Test and training data subsets are created using createFolds.
To account for uncertainty in parameter estimates and in random fold generation, it is recommended
to perform cross-validation multiple times (by controlling the n_fold_runs argument) using
cv_MRF_diag_rep to supply a single cached model and that model's predictions.
This is useful for optimising a single model (using cv.glmnet) and testing
this model's predictive performance across many test subsets. Alternatively, one can run
cv_MRF_diag many times to fit different models in each iteration. This will be slower but
technically more sound
Value
If plot = TRUE, a ggplot2 object is returned. This will be
a plot containing boxplots of predictive metrics across test sets using the
optimised model (see cv.glmnet for further details of lambda1
optimisation). If plot = FALSE, a matrix of prediction metrics is returned.
References
Clark, NJ, Wells, K and Lindberg, O. Unravelling changing interspecific interactions across environmental gradients using Markov random fields. (2018).

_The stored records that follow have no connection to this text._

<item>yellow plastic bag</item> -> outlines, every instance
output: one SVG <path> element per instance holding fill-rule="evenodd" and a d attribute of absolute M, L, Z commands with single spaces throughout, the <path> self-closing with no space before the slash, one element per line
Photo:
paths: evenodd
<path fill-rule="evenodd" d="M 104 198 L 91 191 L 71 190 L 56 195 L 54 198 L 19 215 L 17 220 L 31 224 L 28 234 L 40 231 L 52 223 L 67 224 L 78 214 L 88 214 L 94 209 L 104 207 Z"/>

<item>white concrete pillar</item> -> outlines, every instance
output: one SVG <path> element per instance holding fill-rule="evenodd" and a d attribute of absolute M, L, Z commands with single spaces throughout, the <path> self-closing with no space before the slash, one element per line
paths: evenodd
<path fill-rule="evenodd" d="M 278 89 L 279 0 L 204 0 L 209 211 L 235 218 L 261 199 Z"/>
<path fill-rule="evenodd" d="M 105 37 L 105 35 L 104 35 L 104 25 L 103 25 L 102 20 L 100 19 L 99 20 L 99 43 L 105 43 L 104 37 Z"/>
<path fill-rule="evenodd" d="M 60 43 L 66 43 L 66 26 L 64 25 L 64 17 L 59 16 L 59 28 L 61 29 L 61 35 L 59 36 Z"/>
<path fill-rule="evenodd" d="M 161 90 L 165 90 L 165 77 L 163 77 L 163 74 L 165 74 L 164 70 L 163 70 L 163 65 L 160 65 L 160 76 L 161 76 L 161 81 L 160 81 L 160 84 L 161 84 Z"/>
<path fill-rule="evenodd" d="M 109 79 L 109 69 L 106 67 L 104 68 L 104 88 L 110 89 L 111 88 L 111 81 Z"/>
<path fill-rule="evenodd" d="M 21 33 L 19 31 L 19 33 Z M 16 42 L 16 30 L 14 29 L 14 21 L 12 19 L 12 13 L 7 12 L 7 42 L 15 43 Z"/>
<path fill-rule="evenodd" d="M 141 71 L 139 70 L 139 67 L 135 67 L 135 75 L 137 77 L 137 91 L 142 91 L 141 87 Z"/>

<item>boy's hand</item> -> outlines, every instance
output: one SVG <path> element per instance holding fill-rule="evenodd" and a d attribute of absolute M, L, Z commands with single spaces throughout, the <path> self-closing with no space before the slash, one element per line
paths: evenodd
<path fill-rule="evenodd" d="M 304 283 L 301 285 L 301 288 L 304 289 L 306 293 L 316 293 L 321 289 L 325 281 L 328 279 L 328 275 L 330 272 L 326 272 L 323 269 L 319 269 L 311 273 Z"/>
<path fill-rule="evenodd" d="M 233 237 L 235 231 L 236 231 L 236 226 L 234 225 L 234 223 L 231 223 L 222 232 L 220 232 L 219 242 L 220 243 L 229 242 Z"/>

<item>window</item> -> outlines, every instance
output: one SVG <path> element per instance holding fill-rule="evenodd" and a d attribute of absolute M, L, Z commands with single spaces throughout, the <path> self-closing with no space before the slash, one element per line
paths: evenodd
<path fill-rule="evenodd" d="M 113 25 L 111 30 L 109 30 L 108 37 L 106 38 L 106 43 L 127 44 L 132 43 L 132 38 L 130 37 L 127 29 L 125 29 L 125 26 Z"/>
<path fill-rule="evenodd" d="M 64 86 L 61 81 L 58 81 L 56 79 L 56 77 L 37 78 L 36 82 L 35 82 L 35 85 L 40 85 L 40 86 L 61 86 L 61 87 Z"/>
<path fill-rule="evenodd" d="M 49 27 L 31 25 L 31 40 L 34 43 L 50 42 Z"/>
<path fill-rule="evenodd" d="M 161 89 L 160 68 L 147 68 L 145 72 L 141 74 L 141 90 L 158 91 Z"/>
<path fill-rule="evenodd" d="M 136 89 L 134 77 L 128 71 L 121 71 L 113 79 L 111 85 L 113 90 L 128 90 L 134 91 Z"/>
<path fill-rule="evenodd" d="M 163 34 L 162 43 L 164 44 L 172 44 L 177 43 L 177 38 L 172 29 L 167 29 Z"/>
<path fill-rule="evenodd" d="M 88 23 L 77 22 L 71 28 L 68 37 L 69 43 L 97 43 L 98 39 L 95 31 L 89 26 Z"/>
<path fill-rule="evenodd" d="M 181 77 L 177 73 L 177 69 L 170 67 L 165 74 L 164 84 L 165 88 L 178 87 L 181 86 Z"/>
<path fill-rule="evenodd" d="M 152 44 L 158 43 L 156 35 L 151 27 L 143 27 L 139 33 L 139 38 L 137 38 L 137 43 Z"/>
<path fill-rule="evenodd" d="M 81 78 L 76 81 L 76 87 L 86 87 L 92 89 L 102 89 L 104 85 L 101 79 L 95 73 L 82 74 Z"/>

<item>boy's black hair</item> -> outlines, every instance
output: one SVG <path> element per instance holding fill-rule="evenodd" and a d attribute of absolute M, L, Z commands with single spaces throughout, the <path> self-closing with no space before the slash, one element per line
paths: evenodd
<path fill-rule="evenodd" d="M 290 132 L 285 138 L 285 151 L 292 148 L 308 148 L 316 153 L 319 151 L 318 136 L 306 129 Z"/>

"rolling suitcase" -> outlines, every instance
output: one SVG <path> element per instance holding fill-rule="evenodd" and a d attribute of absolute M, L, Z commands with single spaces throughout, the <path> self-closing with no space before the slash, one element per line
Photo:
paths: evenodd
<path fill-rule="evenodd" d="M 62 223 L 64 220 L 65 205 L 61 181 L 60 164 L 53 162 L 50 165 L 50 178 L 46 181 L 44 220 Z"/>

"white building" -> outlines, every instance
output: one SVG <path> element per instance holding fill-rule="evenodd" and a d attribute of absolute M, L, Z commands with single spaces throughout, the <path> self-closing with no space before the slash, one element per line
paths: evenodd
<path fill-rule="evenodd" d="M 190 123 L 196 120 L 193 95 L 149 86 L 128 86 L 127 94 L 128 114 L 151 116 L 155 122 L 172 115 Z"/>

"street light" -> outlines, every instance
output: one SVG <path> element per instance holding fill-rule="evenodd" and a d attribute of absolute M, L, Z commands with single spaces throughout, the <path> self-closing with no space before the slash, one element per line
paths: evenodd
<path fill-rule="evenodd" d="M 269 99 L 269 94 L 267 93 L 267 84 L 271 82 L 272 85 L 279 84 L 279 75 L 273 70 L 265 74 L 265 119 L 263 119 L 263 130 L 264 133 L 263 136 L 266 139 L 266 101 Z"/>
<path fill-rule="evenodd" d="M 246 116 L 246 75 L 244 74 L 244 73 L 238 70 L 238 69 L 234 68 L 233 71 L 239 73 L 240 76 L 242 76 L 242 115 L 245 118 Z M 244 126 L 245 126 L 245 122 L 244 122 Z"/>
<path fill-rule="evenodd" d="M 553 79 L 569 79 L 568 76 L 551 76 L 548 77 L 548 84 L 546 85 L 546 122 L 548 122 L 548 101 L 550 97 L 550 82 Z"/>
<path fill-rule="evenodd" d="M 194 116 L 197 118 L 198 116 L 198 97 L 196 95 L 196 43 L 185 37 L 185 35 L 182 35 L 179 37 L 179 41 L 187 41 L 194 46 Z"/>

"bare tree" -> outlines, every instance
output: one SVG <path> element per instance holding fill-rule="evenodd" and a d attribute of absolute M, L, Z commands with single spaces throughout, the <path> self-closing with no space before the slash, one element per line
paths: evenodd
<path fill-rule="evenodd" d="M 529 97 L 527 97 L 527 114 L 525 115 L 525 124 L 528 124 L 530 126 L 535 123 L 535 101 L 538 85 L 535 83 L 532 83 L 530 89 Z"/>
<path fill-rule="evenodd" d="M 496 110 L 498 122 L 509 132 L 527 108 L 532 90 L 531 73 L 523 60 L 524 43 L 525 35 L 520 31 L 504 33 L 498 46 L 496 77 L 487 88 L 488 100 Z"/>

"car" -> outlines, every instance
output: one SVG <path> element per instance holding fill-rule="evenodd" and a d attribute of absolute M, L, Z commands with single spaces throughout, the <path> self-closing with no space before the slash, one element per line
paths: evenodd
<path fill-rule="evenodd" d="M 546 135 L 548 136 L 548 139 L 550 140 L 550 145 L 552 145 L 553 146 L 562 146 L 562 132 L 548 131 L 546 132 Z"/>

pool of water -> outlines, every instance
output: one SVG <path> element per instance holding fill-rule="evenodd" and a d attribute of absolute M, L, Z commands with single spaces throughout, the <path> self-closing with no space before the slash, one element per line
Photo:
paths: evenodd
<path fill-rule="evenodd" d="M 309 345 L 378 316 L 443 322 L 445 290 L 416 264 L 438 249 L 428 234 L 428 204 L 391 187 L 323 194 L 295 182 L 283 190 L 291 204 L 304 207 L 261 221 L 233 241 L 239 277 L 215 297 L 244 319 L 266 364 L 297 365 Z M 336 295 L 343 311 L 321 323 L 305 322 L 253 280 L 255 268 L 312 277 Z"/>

Ecology doi: 10.1002/ecy.2221 Full text here.
See Also
MRFcov,
predict_MRF,
cv.glmnet
Examples
data("Bird.parasites")
# Generate boxplots of model predictive metrics
cv_MRF_diag(data = Bird.parasites, n_nodes = 4,
n_cores = 1, family = 'binomial')
# Generate boxplots comparing the CRF to an MRF model (no covariates)
cv_MRF_diag(data = Bird.parasites, n_nodes = 4,
n_cores = 1, family = 'binomial',
compare_null = TRUE)
# Replicate 10-fold cross-validation 10 times
cv.preds <- cv_MRF_diag_rep(data = Bird.parasites, n_nodes = 4,
n_cores = 1, family = 'binomial',
compare_null = TRUE,
plot = FALSE, n_fold_runs = 10)
# Plot model sensitivity and % true predictions
library(ggplot2)
gridExtra::grid.arrange(
ggplot(data = cv.preds, aes(y = mean_sensitivity, x = model)) +
geom_boxplot() + theme(axis.text.x = ggplot2::element_blank()) +
labs(x = ''),
ggplot(data = cv.preds, aes(y = mean_tot_pred, x = model)) +
geom_boxplot(),
ncol = 1,
heights = c(1, 1))
# Create some sample Poisson data with strong correlations
cov <- rnorm(500, 0.2)
cov2 <- rnorm(500, 1)
sp.2 <- rpois(500, lambda = exp(1.5 + (cov * 0.9)))
poiss.dat <- data.frame(sp.1 = rpois(500, lambda = exp(0.5 + (cov * 0.3))),
sp.2 = sp.2,
sp.3 = rpois(500, lambda = exp(log(sp.2 + 1) + (cov * -0.5))),
cov = cov,
cov2 = cov2)
# A CRF should produce a better fit (lower deviance, lower MSE)
cvMRF.poiss <- cv_MRF_diag(data = poiss.dat, n_nodes = 3,
n_folds = 10,
family = 'poisson',
compare_null = TRUE, plot = TRUE)